COMIC BOOK : Magneto n° 18


Scénario de Cullen Bunn – Dessins de Paul Davidson – Couleurs de Paul Mounts – Couverture de David Yardin
July 2015 – 32 pages
Éditeur : Marvel (USA) – marvel.com

Alors que notre planète vit ses derniers moments, menacée d’une collision cataclysmique avec une Terre jumelle issue d’un autre univers, Magneto et Polaris se retrouvent au milieu de la tourmente.

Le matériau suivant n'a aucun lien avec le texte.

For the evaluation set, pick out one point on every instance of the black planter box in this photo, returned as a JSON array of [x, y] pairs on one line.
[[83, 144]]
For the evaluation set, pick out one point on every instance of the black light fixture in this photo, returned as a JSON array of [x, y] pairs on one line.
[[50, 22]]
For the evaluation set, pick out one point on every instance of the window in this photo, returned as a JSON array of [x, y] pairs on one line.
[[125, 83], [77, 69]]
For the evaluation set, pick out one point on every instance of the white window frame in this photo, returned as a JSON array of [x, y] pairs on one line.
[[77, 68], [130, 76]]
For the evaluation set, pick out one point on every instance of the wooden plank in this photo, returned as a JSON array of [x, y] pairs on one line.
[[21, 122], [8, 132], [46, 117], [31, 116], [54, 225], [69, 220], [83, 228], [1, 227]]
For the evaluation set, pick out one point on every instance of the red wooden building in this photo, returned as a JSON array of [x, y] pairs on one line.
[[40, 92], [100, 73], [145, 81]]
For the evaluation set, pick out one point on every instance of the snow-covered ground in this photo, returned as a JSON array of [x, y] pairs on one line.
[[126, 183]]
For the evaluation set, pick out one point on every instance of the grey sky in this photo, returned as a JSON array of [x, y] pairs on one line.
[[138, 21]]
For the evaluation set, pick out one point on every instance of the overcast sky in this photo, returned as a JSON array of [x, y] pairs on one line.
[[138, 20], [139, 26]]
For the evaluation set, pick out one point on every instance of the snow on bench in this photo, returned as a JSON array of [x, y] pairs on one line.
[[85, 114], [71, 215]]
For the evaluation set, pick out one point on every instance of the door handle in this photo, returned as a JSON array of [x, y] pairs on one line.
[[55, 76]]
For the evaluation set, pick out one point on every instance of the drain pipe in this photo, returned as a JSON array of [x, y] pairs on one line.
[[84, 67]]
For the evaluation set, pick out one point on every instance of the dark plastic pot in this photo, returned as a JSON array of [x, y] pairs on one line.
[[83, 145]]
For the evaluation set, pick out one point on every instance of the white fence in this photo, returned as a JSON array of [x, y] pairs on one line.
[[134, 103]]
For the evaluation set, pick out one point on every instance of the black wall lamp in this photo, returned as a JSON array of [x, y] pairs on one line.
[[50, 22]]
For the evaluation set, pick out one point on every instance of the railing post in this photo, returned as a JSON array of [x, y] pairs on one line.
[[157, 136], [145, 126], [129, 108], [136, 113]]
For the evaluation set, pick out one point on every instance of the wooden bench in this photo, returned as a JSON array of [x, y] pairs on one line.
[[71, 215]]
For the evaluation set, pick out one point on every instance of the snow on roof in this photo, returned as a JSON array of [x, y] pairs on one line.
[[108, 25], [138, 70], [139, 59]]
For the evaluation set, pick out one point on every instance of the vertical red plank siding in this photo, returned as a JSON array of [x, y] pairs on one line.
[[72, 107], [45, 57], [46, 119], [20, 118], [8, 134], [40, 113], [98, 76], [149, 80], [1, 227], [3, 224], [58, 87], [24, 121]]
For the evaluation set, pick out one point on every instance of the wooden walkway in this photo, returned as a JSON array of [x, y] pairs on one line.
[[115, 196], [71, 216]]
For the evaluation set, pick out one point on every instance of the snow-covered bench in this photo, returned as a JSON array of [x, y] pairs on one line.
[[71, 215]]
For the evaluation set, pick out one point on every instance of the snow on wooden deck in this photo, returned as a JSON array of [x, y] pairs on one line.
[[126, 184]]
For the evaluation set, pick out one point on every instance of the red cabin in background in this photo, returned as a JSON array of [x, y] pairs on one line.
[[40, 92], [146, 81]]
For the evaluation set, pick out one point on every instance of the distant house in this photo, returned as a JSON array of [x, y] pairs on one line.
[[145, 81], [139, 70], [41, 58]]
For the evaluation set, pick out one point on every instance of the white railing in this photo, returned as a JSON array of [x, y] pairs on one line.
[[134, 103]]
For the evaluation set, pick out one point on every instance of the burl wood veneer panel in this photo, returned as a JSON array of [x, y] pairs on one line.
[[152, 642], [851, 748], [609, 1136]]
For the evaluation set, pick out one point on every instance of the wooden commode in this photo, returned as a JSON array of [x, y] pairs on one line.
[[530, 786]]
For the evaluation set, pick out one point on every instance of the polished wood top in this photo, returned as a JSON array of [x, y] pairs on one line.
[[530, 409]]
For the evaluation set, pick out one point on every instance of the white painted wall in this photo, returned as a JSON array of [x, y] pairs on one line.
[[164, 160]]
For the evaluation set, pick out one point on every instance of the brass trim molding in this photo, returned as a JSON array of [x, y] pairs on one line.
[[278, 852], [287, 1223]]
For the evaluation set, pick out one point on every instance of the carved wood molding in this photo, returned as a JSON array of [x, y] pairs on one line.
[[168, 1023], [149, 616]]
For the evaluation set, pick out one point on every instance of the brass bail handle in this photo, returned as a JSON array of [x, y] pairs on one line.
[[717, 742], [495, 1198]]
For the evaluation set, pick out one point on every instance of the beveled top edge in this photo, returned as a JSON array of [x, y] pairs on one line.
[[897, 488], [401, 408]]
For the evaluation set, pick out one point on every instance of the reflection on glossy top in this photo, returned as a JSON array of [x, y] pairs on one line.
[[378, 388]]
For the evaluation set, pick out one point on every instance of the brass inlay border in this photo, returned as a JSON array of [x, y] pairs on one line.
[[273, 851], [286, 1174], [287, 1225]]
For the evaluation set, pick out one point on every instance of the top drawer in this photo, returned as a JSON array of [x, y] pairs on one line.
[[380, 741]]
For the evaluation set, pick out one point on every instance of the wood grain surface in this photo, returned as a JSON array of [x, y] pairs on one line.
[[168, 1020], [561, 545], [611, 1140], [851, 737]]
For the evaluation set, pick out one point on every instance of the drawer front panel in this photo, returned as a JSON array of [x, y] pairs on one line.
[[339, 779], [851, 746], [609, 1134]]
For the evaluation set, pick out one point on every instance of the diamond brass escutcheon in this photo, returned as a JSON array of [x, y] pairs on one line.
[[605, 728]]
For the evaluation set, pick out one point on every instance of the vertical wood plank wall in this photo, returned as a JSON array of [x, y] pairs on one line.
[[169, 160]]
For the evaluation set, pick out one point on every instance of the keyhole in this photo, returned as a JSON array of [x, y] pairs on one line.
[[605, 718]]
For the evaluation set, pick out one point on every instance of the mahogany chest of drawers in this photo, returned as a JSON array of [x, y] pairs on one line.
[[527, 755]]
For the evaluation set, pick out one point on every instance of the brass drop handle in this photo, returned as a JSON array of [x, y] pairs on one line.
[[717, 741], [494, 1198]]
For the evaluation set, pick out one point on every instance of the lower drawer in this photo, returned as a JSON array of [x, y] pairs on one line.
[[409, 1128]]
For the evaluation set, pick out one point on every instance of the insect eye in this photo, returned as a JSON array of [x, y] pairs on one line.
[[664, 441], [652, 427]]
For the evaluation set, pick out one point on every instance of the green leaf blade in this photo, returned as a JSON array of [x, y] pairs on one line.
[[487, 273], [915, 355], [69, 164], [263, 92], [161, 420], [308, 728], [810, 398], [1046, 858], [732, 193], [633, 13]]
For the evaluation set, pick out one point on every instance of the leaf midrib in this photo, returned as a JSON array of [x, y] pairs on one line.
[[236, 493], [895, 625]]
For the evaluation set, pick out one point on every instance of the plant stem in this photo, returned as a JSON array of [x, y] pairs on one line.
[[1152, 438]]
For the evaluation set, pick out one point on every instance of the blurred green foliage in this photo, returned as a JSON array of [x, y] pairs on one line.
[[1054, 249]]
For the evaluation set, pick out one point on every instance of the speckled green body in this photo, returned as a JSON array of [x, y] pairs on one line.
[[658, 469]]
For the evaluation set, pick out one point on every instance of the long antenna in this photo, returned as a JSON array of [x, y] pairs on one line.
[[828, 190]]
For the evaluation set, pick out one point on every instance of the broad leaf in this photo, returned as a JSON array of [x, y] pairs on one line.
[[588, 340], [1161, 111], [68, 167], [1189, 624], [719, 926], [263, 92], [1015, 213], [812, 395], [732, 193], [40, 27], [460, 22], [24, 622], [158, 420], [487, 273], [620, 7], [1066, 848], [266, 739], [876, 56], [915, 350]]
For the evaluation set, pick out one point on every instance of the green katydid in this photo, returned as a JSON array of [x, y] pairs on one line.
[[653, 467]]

Malgré la catastrophe imminente, le père et la fille vont joindre leurs forces pour tenter de sauver ce monde.


Magneto a connu bien des incarnations au cours de sa longue carrière de personnage de comic books et sa toute première apparition, en 1963, dans les pages d’
Uncanny X-Men n° 1 de Stan Lee et Jack Kirby (1917-1994). Maître du magnétisme et super-vilain, leader incontesté de la Confrérie des mauvais mutants, survivant de la Shoah et surprenant successeur du Professeur X comme mentor des Nouveaux mutants, Magneto a assumé tous ces rôles sans perdre de son charisme. Une présence qui a pris corps au cinéma grâce à des comédiens aussi talentueux que Ian McKellen (X-Men de Bryan Singer, 2000) et Michael Fassbender (X-Men : First Class de Matthew Vaughn, 2011).
Depuis 2014, grâce au scénariste Cullen Bunn et au dessinateur Gabriel Hernandez Walta, Magneto est redevenu le défenseur des mutants définitivement prêt à tout pour que ceux de sa race. Ils sont les Homo Superior destinés à dominer le monde encore occupé par l’Homo Sapien.
Bunn fait partie des auteurs à suivre du moment, celui qui, tout en poursuivant son western fantastique chez le très indépendant éditeur Oni Press (The Sixth Gun – dessins de Brian Hurtt, depuis 2010), réussit à mener de front une carrière chez Marvel et DC Comics avec notamment chez ce dernier la série Sinestro (dessins de Dale Eaglesham, depuis 2014).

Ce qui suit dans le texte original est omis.